You think Google is a growth stock? It is a yo-yo stock, and it will remain so for a lil while before it will plummeth to oblivion.

Steve D

I think Google does not have a plan. They invest in many different ventures, but they are just one product company. They got successful in search, but in nothing else. Look at the breakdown of their traffic:

Moreover, I am very skeptical of Google's future. Switching costs for users to start using another search engine is zero - many in fact use multiple search engines. There is no community behind (try replace eBay with yahoo auctions) and there is no difficulty factor (try to replace your old email address with a new one). As soon as someone puts something better than Google has, users can switch literally overnight. What kind of competitive position is that? Their only defense is laser focus, but investing in stuff like this spreadshit is going to dilute it. Google may be making tons of money on their flagship stuff, but so many people get either hyped or panicked at every trivial announcement they make and they forget that Google has never succeeded in anything they are doing beside search.

doubtful, too

I agree that Google has been way off track with its other projects. Regarding the spreadsheet app., I can't think of any group that would download it. People who can't afford microsoft software are usually not PC literate enough to understand what google app's are. I don't think college students will want it. They can buy office at student prices (cheap). Those who are too lazy to will just pirate it. I would use this spreadsheet app. if it were tied into Google Maps to visually display data, but that would be too useful of a tool for Google to make.



Consider this my bit-wise-breathern...

What did the stable of product launches look like inside of CMGI in the 1999-2000 era?

Similiar to the stable of product offerings from Google, nes pas?

So - Google's funding their internal incubator activities with their big-daddy VC wallet [search paid ads] - and hoping to "get lucky" at the wheel in Vegas again...

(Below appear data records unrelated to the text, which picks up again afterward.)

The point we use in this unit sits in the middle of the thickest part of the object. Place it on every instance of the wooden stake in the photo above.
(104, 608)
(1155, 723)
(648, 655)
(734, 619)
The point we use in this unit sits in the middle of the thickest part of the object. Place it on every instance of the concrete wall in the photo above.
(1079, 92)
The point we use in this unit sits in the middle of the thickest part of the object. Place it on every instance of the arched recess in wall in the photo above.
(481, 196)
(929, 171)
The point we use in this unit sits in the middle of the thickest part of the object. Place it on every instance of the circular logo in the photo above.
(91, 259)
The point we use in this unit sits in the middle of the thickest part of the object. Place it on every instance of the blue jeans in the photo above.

But hold-on there cowboy...

Shouldn't all of these products have their own P&L statements...and be managed as cost centers?

Now that would be truly interesting...if investors could at least see those types of line-item details...

Might make the comparison with CMGI a bit clearer for some of the people who have fuzzy vision right about now...


Neal, stop posting. I think it's already been widely acknowledged that you're a crank. When i said "growth stock" i was referring to a classification that's derived from P/E. Value stocks have low P/Es.
And if you believe that google will plummet to oblivion, why not make some money out of it? My money is certainly where my mouth is. As I've previously acknowledged on Henry's blog, i'm net long GOOG.